SurrealDB | Find your celebrity soulmate with the magic of vector search

Have you ever wondered how to find someone or something that’s most like you, whether it’s a roommate, someone who shares your Christmas traditions, or even a celebrity? Vector search is the answer. It’s a modern way to find matches based on multiple preferences at once, and tools like SurrealDB make it incredibly easy to use. Let’s explore what vector search is and how it works, step by step.

What is Vector Search?

Vector Search is a method to find the most similar items in a dataset by considering multiple dimensions (or preferences) simultaneously. Unlike traditional database queries, which filter data based on specific conditions, vector search calculates the “distance” between items in a multi-dimensional space to find the closest match. The easiest way to explain this is with an example.

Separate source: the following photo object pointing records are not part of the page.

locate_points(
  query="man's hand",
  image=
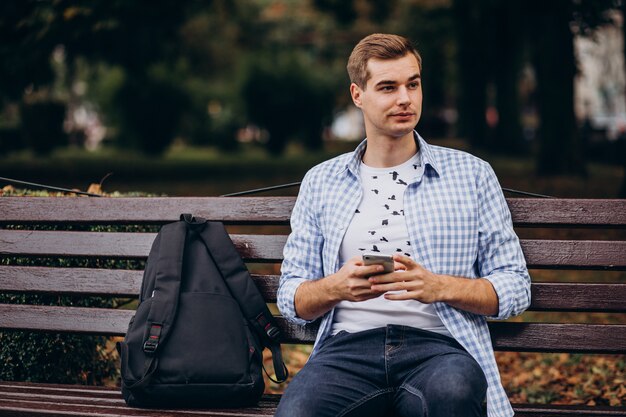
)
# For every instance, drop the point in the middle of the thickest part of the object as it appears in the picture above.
(417, 283)
(315, 298)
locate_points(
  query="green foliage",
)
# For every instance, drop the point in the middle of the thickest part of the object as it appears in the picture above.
(55, 358)
(285, 97)
(149, 111)
(62, 358)
(42, 124)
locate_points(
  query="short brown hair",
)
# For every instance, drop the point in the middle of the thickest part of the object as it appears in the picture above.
(381, 46)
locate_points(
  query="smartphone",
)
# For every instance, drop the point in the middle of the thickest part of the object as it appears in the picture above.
(385, 260)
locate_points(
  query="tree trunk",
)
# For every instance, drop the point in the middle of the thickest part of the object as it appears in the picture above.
(507, 67)
(472, 70)
(560, 148)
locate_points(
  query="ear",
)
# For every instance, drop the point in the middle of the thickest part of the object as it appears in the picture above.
(355, 92)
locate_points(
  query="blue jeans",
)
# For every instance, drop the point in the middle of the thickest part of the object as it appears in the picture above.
(394, 370)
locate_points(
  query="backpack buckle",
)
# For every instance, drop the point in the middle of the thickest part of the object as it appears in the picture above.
(271, 331)
(151, 344)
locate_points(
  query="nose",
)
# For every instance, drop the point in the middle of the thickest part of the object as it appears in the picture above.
(403, 95)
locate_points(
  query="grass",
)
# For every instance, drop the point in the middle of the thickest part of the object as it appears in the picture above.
(203, 171)
(527, 377)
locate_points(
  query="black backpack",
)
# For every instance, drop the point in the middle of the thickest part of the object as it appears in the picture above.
(197, 337)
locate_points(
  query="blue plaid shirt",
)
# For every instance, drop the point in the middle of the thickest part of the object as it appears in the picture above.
(458, 222)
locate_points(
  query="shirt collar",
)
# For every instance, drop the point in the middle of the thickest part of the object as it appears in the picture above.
(426, 156)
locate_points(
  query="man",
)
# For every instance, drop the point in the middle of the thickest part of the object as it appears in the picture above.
(413, 342)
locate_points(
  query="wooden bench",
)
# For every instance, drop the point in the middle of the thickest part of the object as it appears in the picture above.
(557, 234)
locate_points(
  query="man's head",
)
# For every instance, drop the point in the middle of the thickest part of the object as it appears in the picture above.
(379, 46)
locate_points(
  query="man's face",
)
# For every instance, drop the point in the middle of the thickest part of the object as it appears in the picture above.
(392, 100)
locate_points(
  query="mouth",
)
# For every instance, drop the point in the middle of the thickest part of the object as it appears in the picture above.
(403, 114)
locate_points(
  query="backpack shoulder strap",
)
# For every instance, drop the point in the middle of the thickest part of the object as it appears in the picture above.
(243, 289)
(167, 284)
(164, 297)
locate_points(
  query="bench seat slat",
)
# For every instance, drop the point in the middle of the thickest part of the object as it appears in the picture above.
(251, 210)
(584, 254)
(153, 210)
(596, 338)
(260, 248)
(555, 296)
(58, 407)
(46, 394)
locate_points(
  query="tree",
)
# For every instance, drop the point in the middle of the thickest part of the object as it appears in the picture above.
(472, 69)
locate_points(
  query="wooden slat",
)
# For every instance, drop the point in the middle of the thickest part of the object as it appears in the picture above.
(49, 396)
(542, 410)
(153, 210)
(70, 281)
(593, 338)
(577, 254)
(102, 321)
(262, 248)
(589, 297)
(277, 210)
(546, 296)
(568, 212)
(567, 337)
(30, 399)
(93, 281)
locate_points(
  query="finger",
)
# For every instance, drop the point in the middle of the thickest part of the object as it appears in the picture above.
(390, 286)
(404, 260)
(367, 271)
(398, 276)
(401, 296)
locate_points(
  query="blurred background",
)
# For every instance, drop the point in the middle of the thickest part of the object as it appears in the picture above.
(218, 96)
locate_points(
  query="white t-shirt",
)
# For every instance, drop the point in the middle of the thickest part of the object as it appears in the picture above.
(378, 226)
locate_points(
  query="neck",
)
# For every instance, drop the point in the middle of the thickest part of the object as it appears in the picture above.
(389, 152)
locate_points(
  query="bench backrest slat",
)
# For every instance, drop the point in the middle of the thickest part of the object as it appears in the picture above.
(590, 297)
(257, 243)
(258, 248)
(506, 336)
(154, 210)
(277, 210)
(572, 254)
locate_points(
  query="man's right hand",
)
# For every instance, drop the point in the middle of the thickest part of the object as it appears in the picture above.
(316, 297)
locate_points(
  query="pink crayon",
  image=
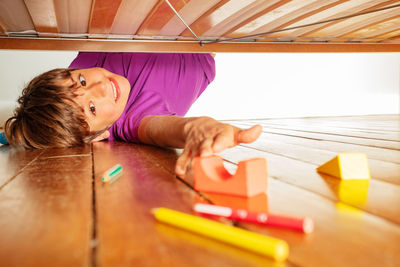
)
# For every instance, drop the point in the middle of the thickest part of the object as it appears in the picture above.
(304, 225)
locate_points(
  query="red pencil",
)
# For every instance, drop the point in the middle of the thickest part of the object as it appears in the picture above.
(304, 225)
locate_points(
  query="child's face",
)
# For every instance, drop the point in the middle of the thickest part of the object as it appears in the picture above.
(102, 95)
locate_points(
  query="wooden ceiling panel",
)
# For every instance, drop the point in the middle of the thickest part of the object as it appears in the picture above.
(43, 15)
(344, 9)
(244, 16)
(189, 13)
(376, 29)
(297, 15)
(73, 15)
(159, 17)
(14, 16)
(215, 22)
(256, 26)
(131, 15)
(389, 35)
(102, 16)
(354, 24)
(218, 14)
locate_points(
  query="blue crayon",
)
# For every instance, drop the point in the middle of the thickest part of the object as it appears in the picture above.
(112, 174)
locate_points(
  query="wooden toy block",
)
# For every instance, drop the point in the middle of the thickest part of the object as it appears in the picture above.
(250, 178)
(256, 203)
(347, 166)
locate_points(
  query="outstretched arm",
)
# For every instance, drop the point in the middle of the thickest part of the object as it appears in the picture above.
(198, 136)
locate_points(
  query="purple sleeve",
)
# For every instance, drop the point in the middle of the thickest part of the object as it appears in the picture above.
(148, 103)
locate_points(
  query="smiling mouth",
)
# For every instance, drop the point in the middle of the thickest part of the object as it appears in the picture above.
(115, 88)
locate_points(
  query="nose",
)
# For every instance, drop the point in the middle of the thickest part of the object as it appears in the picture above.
(97, 89)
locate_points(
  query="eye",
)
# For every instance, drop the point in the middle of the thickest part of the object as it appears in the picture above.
(82, 80)
(92, 108)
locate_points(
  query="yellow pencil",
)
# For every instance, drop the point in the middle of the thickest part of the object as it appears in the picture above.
(272, 247)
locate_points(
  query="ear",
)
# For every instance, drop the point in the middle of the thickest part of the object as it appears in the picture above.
(102, 136)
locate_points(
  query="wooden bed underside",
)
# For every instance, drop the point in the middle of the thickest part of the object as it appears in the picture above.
(202, 26)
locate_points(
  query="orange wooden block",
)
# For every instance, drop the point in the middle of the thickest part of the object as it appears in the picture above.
(250, 178)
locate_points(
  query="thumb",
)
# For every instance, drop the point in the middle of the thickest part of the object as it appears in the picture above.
(249, 135)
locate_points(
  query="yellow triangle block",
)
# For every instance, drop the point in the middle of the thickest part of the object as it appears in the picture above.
(347, 166)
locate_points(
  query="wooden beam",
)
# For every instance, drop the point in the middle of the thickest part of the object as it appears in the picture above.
(102, 15)
(174, 46)
(43, 15)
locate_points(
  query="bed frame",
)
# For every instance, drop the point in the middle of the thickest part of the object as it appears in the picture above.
(201, 26)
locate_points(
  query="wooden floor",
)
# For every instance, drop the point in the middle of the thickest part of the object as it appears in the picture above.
(55, 211)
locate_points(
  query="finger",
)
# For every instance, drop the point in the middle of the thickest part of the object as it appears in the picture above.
(206, 147)
(181, 162)
(249, 135)
(223, 141)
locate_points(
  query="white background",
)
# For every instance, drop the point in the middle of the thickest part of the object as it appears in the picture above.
(256, 85)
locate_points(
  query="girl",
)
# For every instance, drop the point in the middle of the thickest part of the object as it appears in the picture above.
(131, 97)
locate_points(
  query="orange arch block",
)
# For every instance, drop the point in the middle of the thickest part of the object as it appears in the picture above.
(250, 179)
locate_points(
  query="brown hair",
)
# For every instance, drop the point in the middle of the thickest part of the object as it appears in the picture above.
(47, 115)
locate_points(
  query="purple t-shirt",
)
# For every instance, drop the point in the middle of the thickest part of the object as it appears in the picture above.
(161, 84)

Step 1: Finding Your Conference Roommate

Imagine a scenario where you’re at a conference, and you must be paired with a roommate. Everyone filled out a questionnaire, and one of the questions was:

“The mornings are terrible. Don’t talk to me before 8.”

(Ranked from 1 to 5, where 1 means “Strongly Disagree,” and 5 means “Strongly Agree.”)

It would be a good idea to find someone who feels the same way about mornings as you do to avoid those awkward early morning conversations. If you answered 4, a traditional database with tables could easily find a list of people who also answered 4, and you would have to make a decision whether to room with one of them. If there was no one who answered 4, you would have to settle for someone who answered 3 or 5 and run a query to pull them out of the database.

Step 2: Adding a New Metric

Now, let’s add a second question to the mix again asked on a scale of 1 to 5, with 1 being “Strongly Disagree” and 5 being “Strongly Agree.”

“I like to sleep in a cool room.”

At this point, traditional search methods start to feel clunky because you now need to consider both preferences. Say you answered 3, we would have to consider a query perhaps searches for an exact match on both questions. If there was no exact match, we would have to decide how to rank the importance of each question and how to weigh the answers. You would have to decide whether you would rather room with someone who answered 4 on the first question and 3 on the second or someone who answered 3 on the first question and 4 on the second.

Visualising Vector Search

A vector search would consider both preferences simultaneously. Imagine laying out a 5x5 grid on the floor. Each person’s answer to the first question (mornings) is their X-coordinate, and their answer to the second question (cool room) is their Y-coordinate.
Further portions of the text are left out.